Duration of Oxytocin and Rupture of the Membranes Before Diagnosing a Failed Induction of Labor.

Obstet Gynecol 2016 08;128(2):373-380

Departments of Obstetrics and Gynecology, MedStar Washington Hospital Center and MedStar Georgetown University Hospital, and the Georgetown-Howard Universities Center for Clinical and Translational Science, Washington, DC; the Department of Biostatistics and Bioinformatics, MedStar Health Research Institute, Hyattsville, Maryland; and the Department of Maternal Fetal Medicine, Christiana Care Health System, Newark, Delaware.

Objective: To compare maternal and neonatal outcomes based on length of the latent phase during induction with rupture of membranes before 6 cm dilation.

Methods: This is a retrospective cohort study using data from the Consortium of Safe Labor study, including 9,763 nulliparous and 8,379 multiparous women with singleton, term pregnancies undergoing induction at 2 cm dilation or less with rupture of membranes before 6 cm dilation after which the latent phase ended. Outcomes were evaluated according to duration of oxytocin and rupture of membranes.

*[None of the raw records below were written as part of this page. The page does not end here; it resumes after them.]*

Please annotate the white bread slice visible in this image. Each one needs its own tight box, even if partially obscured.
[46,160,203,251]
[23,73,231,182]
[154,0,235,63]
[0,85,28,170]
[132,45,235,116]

Results: At time points from 6 to 18 hours of oxytocin and rupture of membranes, the rates of nulliparous women remaining in the latent phase declined (35.9-1.4%) and the rates of vaginal delivery for those remaining in the latent phase at these time periods decreased (54.1-29.9%) Nulliparous women remaining in the latent phase for 12 hours compared with women who had exited the latent phase had significantly increased rates of chorioamnionitis (12.1% compared with 4.1%) and endometritis (3.6% compared with 1.3%) and increased rates of neonatal intensive care unit admission (8.7% compared with 6.3%). Similar patterns were present for multiparous women at 15 hours.

Conclusion: Based on when neonatal morbidity increased, in an otherwise uncomplicated induction of labor with rupture of membranes, a latent phase after initiation of oxytocin of at least 12 hours for nulliparous women and 15 hours in multiparous women is a reasonable criterion for diagnosing a failed induction.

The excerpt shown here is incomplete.